I read the article LaValle posted yesterday. Judith Brody makes some points that definitely re-routed my thinking about Coe's work. In the first place, she points out that all art is porpaganda, it is impossible to remove the artists' feeling of what is right or wrong from the work they create, how can one fault Coe for that? Propaganda is natural.
Secondly, regarding critics, it is comical that those people who use propaganda themselves can possibly criticize o thersfor doing the same, and if you read the criticism of Coe's work with that in mind it does sort of make it all seem like hogwash.
I think the biggest success of Coe's work is the title. She calls this piece Greed and it does capture the feeling of complete desolation and loss-but like an arrow that hits the wrong target, I don't think the images themselves describe greed, or that it is even fair to categorize these images and sk them to find reason when the cigarette could be a cell phone, the gun a car, the blood could be oil.
I think the truth, which is that the darkness inside that causes greed, is not really formed by the instruments before us in the image, but by our deeply ingrained desire to live and fear of death. A greed for life is the only thing that can cause the darkness seen in Coe's image.
The title might make one assume that consumerism, guns, drugs, fast food- these are agents of destruction and cause the outcome seen in the image. I think these things come later, and are the effect of greed.

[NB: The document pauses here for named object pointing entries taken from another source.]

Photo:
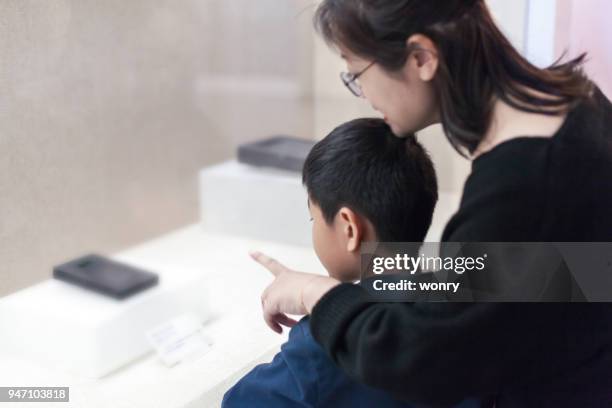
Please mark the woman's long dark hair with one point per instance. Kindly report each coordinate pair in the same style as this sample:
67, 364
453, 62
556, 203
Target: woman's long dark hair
476, 61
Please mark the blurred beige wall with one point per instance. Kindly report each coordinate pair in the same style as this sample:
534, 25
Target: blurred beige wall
109, 108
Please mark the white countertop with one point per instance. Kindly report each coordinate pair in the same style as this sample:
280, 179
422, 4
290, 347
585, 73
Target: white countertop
240, 337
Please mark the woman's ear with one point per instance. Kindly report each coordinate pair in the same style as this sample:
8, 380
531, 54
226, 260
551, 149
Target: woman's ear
424, 56
351, 228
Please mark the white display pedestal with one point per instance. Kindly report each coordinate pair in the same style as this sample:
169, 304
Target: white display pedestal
231, 287
256, 202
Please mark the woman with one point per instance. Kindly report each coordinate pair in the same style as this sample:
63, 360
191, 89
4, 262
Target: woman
541, 144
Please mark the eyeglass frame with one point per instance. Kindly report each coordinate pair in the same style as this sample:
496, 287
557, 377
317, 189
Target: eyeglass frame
349, 79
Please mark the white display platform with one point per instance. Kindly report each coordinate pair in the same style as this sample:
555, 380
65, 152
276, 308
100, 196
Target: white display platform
257, 202
88, 334
232, 285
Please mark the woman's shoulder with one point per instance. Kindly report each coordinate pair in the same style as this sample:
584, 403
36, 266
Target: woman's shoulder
532, 188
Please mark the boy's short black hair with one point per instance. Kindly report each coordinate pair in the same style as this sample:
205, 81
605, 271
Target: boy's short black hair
389, 180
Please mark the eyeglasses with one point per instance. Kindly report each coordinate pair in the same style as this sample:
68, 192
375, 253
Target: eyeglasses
350, 81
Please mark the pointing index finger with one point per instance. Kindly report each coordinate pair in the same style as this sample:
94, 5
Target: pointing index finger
270, 264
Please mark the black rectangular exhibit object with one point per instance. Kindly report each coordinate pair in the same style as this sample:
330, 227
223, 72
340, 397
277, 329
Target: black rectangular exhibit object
105, 276
281, 152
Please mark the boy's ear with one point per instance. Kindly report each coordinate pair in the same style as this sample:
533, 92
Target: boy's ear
352, 228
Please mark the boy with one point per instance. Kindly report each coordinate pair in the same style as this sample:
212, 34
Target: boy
364, 184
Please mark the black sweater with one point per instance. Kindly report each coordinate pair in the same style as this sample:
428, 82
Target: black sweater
522, 354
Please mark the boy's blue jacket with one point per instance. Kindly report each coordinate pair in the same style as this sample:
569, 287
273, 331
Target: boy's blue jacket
302, 375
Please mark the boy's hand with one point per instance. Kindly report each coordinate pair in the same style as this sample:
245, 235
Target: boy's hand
291, 292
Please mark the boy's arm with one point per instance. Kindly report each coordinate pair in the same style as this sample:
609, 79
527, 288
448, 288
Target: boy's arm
290, 379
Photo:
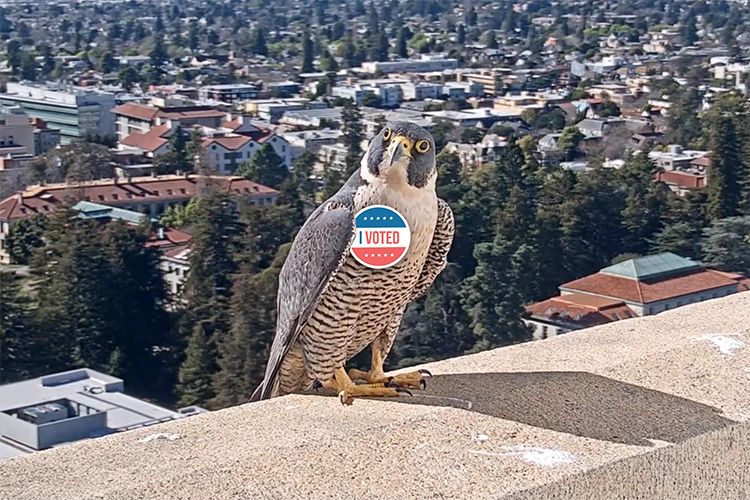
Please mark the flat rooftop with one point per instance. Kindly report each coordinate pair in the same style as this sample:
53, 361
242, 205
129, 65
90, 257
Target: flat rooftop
654, 407
88, 387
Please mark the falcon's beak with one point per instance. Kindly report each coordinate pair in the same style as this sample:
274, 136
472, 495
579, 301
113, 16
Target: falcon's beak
400, 147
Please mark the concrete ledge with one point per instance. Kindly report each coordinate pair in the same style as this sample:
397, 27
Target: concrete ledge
644, 408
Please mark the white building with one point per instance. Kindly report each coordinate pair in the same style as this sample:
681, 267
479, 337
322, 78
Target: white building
420, 91
75, 111
425, 64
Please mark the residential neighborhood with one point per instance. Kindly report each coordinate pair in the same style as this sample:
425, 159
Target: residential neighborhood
158, 158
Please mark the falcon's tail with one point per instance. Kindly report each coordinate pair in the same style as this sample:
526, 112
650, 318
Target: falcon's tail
263, 392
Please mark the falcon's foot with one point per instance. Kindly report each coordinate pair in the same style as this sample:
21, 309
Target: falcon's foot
348, 390
414, 380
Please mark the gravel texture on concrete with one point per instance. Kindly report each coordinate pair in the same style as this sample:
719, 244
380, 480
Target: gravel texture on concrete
562, 412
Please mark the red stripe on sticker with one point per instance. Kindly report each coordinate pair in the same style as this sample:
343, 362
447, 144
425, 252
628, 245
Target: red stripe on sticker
379, 256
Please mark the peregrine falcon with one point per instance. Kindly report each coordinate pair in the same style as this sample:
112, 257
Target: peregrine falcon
330, 307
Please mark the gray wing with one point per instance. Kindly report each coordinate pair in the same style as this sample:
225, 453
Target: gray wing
319, 250
437, 257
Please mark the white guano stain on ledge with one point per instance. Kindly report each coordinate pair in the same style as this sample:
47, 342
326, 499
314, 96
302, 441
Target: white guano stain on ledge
724, 343
540, 456
170, 437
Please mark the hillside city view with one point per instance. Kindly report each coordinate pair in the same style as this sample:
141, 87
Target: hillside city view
157, 159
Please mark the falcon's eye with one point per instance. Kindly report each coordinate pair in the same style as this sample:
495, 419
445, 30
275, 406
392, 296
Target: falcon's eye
423, 146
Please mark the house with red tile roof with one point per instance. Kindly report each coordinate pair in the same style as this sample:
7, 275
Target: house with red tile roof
148, 195
237, 142
134, 118
637, 287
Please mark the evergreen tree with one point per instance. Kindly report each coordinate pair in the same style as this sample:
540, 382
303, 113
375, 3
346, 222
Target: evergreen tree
435, 327
383, 46
307, 53
688, 30
243, 354
681, 238
592, 223
266, 168
212, 263
259, 43
25, 236
138, 319
726, 245
645, 205
683, 124
491, 297
333, 179
17, 346
71, 274
158, 57
450, 186
351, 118
128, 76
196, 372
28, 67
461, 34
108, 64
724, 191
302, 171
401, 41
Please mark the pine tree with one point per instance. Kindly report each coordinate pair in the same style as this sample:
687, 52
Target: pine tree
266, 168
302, 171
681, 238
158, 56
401, 49
333, 179
244, 352
28, 67
138, 319
435, 327
351, 118
726, 245
212, 264
592, 223
307, 53
17, 343
461, 34
25, 236
645, 205
196, 372
383, 46
72, 277
259, 43
724, 190
491, 297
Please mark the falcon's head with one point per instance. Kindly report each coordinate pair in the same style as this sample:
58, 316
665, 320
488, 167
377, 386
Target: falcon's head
402, 152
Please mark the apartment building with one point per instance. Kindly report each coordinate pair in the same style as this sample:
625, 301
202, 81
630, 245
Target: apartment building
74, 111
148, 195
637, 287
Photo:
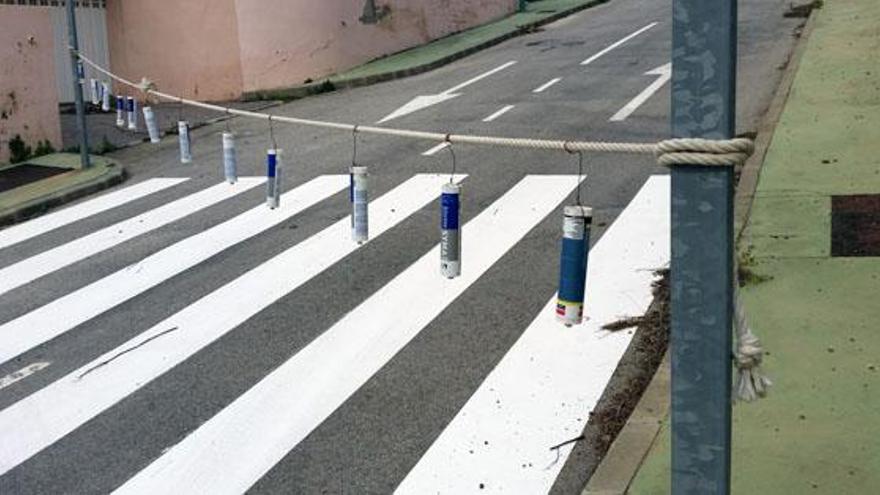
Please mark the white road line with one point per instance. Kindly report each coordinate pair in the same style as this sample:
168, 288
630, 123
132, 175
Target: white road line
47, 262
232, 450
435, 149
41, 225
425, 101
617, 44
499, 113
69, 402
22, 374
543, 87
665, 73
542, 391
61, 315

The greed as the hunger to control the outcome of our lives and the ones we love causes suffering you can feel in the painting by Coe, but she has used images to get us there which I dont think are really responsible. Or at least not more responsible than everyday things like ipods and lattes. Why alcohol and not coffee?
If we've turned to these things, out of bleak and hollow eyes because we can no longer stand to live our lonely lives, we cannot turn our garbage cans upside down and say "this is because of you- empty hamburger wrapper, gun powder, bloody gloves, this is because of you- that I look this way!"
I think the real problem is the immediate association one makes when encountering a work of art like Greed, that by association to particular objects you have figured out the work, and that it is really too disgusting to stay with. And though you don't like it, there is the critical next step, to form an idea as to why you don't like it. This may be too much to ask, and for that reason I am not completely sure her use of imagery is successful, but maybe it's just not always successful, and in that way it truly resonates with life.
Like greed itself, Greed the painting is demanding, with no payback. It shares no heart and sheds no light, but if you stare it down you can see the comical.